Ulcerative colitis is a disease that causes inflammation and sores (ulcers) in the lining of the large intestine (colon ). It usually affects the lower section (sigmoid colon) and the rectum. But it can affect the entire colon. In general, the more of the colon that is affected, the worse the symptoms will be.
The disease can affect people of any age. But most people who have it are diagnosed before the age of 30.

Causes Of Ulcerative Colitis?

Experts aren’t sure what causes it. They think it might be caused by the immune system overreacting to normal bacteria in the digestive tract. Or other kinds of bacteria and viruses may cause it.

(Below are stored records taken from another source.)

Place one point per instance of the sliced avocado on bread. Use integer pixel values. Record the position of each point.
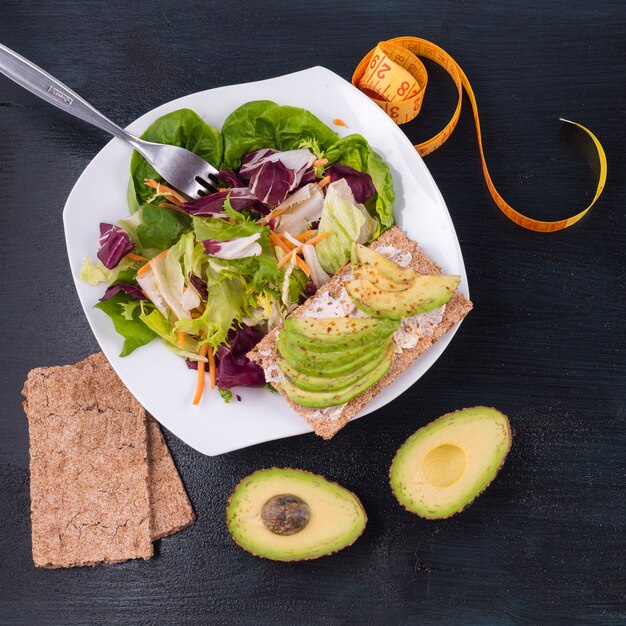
(333, 374)
(288, 514)
(445, 465)
(331, 369)
(424, 294)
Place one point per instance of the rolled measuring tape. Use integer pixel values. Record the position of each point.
(393, 76)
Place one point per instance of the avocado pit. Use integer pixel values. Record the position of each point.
(285, 514)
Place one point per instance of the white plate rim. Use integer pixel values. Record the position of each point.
(317, 73)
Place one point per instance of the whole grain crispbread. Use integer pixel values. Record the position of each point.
(170, 509)
(265, 353)
(90, 397)
(88, 467)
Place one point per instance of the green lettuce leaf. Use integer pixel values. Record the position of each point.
(354, 151)
(183, 128)
(227, 305)
(260, 272)
(134, 331)
(346, 221)
(265, 124)
(160, 227)
(157, 323)
(96, 273)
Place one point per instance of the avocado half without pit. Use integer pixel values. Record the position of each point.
(288, 514)
(444, 466)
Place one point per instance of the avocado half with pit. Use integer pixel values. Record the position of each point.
(288, 514)
(445, 465)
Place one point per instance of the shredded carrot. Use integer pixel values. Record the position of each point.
(164, 190)
(303, 236)
(200, 379)
(277, 242)
(295, 251)
(144, 268)
(276, 213)
(303, 266)
(317, 239)
(212, 369)
(287, 257)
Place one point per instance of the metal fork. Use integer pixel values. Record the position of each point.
(181, 168)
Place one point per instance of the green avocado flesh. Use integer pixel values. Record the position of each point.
(306, 382)
(388, 269)
(445, 465)
(377, 278)
(423, 294)
(324, 334)
(293, 515)
(321, 399)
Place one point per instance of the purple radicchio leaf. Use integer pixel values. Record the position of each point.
(231, 178)
(115, 244)
(200, 286)
(132, 290)
(308, 177)
(238, 248)
(360, 183)
(234, 368)
(272, 182)
(274, 174)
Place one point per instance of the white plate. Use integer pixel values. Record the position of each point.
(159, 379)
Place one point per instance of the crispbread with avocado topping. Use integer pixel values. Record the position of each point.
(328, 423)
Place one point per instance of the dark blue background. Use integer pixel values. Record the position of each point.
(545, 343)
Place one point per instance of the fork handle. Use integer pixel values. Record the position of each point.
(48, 88)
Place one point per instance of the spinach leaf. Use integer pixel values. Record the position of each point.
(160, 227)
(265, 124)
(183, 128)
(354, 151)
(134, 331)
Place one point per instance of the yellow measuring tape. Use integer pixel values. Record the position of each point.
(394, 78)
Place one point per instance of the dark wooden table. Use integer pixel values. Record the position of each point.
(545, 343)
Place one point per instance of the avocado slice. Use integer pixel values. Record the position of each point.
(328, 328)
(390, 270)
(288, 514)
(324, 399)
(424, 294)
(306, 382)
(445, 465)
(375, 330)
(327, 363)
(378, 279)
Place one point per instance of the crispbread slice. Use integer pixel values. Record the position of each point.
(171, 510)
(88, 467)
(457, 308)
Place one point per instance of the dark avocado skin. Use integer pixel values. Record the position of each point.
(318, 384)
(381, 330)
(329, 364)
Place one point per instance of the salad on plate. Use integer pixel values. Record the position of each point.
(211, 277)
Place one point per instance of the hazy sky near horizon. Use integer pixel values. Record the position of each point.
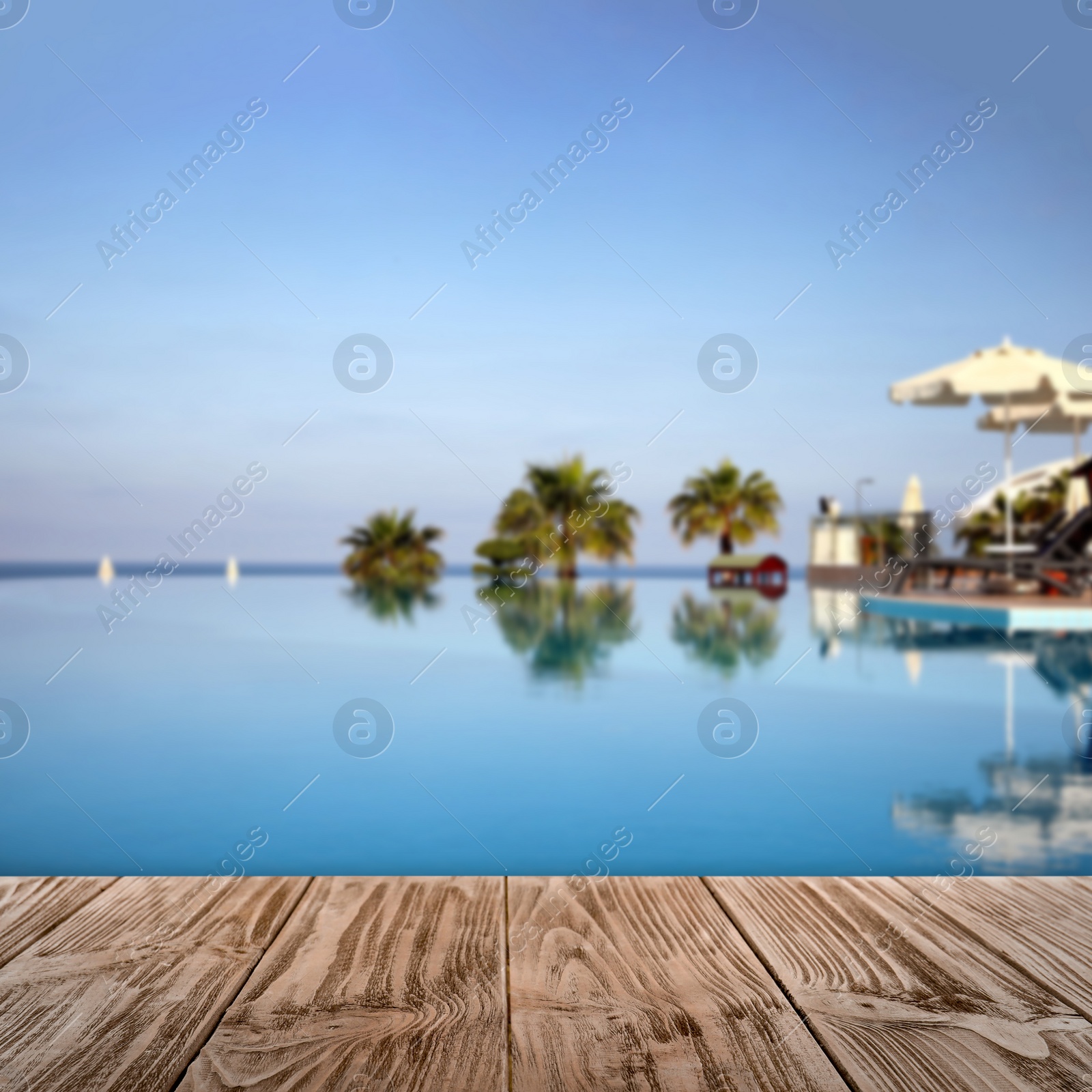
(211, 341)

You are more likely to get ulcerative colitis if other people in your family have it.

Symptoms are:

1. Belly pain or cramps.

2. Diarrhea.

3. Bleeding from the rectum.

4. Some people also may have a fever, may not feel hungry and may lose weight. In severe cases, people may have diarrhea 10 to 20 times a day.

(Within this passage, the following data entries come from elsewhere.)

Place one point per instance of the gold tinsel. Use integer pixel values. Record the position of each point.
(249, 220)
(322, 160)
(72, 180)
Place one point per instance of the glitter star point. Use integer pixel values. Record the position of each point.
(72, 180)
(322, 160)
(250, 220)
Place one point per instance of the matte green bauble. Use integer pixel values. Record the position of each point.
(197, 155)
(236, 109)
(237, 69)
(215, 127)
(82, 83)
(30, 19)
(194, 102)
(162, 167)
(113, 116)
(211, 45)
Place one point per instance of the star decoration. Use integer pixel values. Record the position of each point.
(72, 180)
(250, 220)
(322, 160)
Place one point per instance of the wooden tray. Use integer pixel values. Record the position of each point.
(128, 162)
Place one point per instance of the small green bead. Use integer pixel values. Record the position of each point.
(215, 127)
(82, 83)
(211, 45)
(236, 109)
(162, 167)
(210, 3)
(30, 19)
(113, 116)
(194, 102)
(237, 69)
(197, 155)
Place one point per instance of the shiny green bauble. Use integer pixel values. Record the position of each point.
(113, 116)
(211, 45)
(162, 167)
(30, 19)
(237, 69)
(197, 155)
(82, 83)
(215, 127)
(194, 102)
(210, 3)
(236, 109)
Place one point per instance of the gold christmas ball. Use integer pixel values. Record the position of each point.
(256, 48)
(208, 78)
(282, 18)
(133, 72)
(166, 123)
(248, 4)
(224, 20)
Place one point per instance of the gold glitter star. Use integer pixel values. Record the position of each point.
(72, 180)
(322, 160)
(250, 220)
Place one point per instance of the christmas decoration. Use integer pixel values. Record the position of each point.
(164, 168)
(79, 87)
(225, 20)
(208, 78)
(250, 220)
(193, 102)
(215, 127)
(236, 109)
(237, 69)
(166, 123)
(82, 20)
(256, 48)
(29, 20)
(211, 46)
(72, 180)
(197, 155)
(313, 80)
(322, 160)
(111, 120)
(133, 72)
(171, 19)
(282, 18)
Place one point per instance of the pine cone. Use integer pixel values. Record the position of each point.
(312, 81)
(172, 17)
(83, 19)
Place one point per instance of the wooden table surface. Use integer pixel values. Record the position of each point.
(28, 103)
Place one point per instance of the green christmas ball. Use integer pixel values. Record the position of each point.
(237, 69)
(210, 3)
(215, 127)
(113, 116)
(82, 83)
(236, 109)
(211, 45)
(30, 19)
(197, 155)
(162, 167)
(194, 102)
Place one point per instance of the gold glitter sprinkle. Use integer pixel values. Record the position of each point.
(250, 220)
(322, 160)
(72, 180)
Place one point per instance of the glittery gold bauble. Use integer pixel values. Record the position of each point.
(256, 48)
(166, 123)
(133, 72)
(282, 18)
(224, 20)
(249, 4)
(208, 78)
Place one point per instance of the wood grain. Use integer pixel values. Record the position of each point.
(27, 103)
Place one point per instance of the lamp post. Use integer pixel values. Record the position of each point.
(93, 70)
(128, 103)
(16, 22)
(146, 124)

5. The disease can also cause other problems, such as joint pain, eye problems, or liver disease.

pressure_ulcer5In most people, the symptoms come and go. Some people go for months or years without symptoms (remission). Then they will have a flare-up. About 5 to 10 out of 100 people with ulcerative colitis have symptoms all the time.

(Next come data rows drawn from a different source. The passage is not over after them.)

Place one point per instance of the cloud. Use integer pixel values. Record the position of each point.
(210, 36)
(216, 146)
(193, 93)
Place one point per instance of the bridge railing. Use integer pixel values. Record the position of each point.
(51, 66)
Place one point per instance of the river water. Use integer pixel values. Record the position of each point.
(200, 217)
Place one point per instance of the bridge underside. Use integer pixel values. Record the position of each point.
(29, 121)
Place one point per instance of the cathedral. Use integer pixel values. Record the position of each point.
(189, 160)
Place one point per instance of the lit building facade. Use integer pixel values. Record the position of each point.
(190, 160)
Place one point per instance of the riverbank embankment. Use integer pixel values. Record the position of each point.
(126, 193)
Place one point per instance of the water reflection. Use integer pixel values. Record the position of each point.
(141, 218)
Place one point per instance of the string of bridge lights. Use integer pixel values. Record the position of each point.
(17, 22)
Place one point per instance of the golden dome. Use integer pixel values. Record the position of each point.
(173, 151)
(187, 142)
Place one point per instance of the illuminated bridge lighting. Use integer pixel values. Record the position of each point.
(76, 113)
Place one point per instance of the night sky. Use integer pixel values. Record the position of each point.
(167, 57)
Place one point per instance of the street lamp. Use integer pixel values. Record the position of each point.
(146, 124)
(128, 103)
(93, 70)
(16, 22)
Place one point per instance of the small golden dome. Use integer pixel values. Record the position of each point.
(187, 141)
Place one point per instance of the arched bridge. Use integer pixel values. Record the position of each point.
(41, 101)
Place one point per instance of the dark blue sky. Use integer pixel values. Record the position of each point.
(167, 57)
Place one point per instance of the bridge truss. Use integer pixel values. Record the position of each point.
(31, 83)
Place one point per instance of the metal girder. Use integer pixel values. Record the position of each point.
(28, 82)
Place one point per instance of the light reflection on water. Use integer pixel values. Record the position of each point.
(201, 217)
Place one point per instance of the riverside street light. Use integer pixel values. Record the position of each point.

How Is Ulcerative Colitis Diagnosed?

Doctors ask about the symptoms, do a physical exam, and do a number of tests. Testing can help the doctor rule out other problems that can cause similar symptoms, such as Crohn’s disease, irritable bowel syndrome, and diverticulitis.

How Is It Treated?

Ulcerative colitis affects everyone differently. Your doctor will help you find treatments that reduce your symptoms and help you avoid new flare-ups.

If your symptoms are mild, you may only need to use over-the-counter medicines for diarrhea (such as Imodium). Talk to your doctor before you take these medicines.

Many people need prescription medicines, such as aminosalicylates, steroid medicines, or other medicines that reduce the body’s immune response. These medicines can stop or reduce symptoms and prevent flare-ups.
Talk to your doctor for prescription.